Deep Learning and Computer Vision: Converting Models for the Wolfram Neural Net Repository
December 6, 2018 — Tuseeta Banerjee, Research Scientist, Machine Learning
Julian Francis, a longtime user of the Wolfram Language, contacted us with a potential submission for the Wolfram Neural Net Repository. The Wolfram Neural Net Repository consists of models that researchers at Wolfram have either trained in house or converted from the original code source, curated, thoroughly tested and finally have rendered the output in a very rich computable knowledge format. Julian was our very first user to go through the process of converting and testing the nets.
We thought it would be interesting to interview him on the entire process of converting the models for the repository so that he could share his experiences and future plans to inspire others.
How did you become interested in computer vision and deep learning?
As a child, I was given a ZX81 (an early British home computer). Inspired by sci-fi television programs, I became fascinated by the idea of endowing the ZX81 with artificial intelligence. This was a somewhat ambitious goal for a computer with 1 KB of RAM! By the time I was at university, I felt that general AI was too hard and ill-defined to make good progress on, so I turned my attention to computer vision.

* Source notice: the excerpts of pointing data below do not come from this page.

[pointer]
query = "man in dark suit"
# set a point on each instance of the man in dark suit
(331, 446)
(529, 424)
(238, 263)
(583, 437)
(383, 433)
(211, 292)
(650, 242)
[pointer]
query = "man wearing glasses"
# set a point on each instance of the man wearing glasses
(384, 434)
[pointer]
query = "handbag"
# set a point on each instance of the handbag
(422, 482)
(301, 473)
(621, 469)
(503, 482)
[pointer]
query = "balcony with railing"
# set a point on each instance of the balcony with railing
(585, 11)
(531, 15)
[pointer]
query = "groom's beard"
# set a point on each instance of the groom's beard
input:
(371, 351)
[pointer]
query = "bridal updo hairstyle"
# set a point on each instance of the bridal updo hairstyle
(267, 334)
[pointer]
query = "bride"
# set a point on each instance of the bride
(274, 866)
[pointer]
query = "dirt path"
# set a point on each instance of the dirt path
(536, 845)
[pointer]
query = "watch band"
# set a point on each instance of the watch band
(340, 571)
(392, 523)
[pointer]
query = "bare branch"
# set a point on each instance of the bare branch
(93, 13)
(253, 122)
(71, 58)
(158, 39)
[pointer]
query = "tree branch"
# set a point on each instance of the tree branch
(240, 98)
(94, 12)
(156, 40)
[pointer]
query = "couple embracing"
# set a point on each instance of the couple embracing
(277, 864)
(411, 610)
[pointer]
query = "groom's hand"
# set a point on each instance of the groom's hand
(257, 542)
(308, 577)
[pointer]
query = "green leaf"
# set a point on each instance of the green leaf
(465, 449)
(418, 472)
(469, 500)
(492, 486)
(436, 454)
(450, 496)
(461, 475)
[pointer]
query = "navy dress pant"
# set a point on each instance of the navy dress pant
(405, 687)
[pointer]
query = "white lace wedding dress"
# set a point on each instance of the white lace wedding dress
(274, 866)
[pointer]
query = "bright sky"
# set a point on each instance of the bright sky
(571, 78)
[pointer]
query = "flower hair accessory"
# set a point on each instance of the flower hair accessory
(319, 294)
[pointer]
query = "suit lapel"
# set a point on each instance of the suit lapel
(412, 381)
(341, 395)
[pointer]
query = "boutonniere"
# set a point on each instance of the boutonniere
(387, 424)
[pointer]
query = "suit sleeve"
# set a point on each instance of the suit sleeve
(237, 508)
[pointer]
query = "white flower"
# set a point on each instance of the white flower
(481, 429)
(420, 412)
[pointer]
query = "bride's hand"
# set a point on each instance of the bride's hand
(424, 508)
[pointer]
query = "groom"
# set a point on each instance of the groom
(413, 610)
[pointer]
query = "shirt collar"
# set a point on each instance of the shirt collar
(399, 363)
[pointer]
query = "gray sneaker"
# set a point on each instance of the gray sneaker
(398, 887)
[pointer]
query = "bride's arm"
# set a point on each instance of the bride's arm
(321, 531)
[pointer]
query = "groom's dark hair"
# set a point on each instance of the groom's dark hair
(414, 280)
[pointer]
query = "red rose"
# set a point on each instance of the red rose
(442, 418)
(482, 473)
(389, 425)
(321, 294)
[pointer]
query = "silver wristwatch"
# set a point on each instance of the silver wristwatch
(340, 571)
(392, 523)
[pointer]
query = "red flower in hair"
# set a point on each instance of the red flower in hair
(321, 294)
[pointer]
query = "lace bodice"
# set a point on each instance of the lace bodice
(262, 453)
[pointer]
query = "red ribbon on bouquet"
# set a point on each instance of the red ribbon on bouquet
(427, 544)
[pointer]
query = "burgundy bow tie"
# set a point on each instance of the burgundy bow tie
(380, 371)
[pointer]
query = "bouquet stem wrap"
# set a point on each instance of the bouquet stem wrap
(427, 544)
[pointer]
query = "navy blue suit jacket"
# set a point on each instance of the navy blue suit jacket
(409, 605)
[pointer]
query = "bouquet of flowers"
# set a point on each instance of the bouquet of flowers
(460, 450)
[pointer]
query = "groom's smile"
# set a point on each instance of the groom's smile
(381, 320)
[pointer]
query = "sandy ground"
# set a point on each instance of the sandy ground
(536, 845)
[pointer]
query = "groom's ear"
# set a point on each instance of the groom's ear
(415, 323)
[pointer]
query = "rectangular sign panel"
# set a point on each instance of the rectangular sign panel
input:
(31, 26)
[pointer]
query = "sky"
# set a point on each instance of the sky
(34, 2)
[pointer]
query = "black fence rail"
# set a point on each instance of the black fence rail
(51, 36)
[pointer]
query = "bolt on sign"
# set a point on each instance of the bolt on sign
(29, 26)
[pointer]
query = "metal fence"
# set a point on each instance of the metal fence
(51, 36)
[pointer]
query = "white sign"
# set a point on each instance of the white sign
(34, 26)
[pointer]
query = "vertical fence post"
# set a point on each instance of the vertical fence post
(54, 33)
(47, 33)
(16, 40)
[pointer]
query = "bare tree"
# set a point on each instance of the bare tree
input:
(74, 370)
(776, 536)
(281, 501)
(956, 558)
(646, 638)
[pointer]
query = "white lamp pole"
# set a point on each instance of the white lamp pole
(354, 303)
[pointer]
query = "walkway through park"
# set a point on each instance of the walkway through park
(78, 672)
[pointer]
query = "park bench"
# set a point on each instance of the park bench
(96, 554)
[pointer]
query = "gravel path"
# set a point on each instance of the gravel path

I took the view that by studying computer vision, a field with a more clearly defined objective, we might learn some principles along the way that would be relevant to artificial intelligence. At that time, I was interested in what would now be called deformable part models.
After university I was busy developing my career in IT, and my interest in AI and computer vision waned a little until around 2006, when I stumbled on a book by David MacKay on inference theory and pattern recognition. The book dealt extensively with probabilistic graphical models, which I thought might have strong applications in computer vision (particularly placing deformable part models on a more rigorous mathematical basis). However, in practice I found it was still difficult to build good models, and defining probability distributions over pixels seemed exceptionally challenging. I did keep up my interest in the field, but around 2015 I became aware that major progress in this area was being made by deep learning models (the modern terminology for describing neural networks, with a particular emphasis on having many layers in the network), so I was intrigued by this new approach. In 2016, I’d written a small deep learning library in Mathematica (now retired) to validate those ideas. It would be considered relatively simple by modern standards, but it was good enough to train models such as MNIST, CIFAR-10, basic face detection, etc.
How did you find out about the Wolfram Neural Net Repository?
I first came across the repository in a blog by Stephen Wolfram earlier this year. I am a regular reader of his blogs, and find them helpful for keeping up with the latest developments and understanding how they fit in with the overall framework of the Wolfram Language.
In your opinion, how does the Wolfram Neural Net Repository compare with other model libraries?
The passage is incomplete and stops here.